There were missing data at the 6-month follow-up. However, there were no statistically significant differences between those who participated and those who did not participate in the follow-up in terms of sex, age, severity of problem gambling, and alcohol problems at baseline. It appears reasonable to conclude that it is possible to generalize the findings to gamblers seeking treatment for gambling problems serious enough to meet the criteria for gambling disorder. The findings are interesting from a health-planning perspective, and are valid for both CBGT and MI, which are two commonly used evidence-based treatments for gambling disorder (Gooding & Tarrier, 2009; Hodgins, Stea & Grant, 2011; Yakovenko et al., 2015).
First, the results from this study need to be replicated to ensure that these associations are not sample-specific.

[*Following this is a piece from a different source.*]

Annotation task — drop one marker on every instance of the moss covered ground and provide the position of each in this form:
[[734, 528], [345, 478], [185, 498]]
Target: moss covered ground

In order to confirm our results, future studies should state a priori the hypothesis that people with gambling disorder and risky alcohol habits will benefit more from MI than from CBGT, and that people with gambling disorder but no risky alcohol habits will be helped more by CBGT than by MI. Further research would improve the validity of the findings if an intention-to-treat analysis were conducted. Moreover, further research is needed to investigate how other comorbid conditions, such as depression and anxiety, affect the efficacy of treatment. It would also be useful to learn more about the impact of comorbidity on individual CBT.
The results support a screening procedure including the AUDIT prior to the start of treatment for gambling disorder because the result of the screening can provide guidance in the choice of treatment. Patients with gambling disorder and risky alcohol habits are more likely to be helped if they are referred to MI treatment, while those without risky alcohol habits are likely to be best helped if they are referred to CBGT.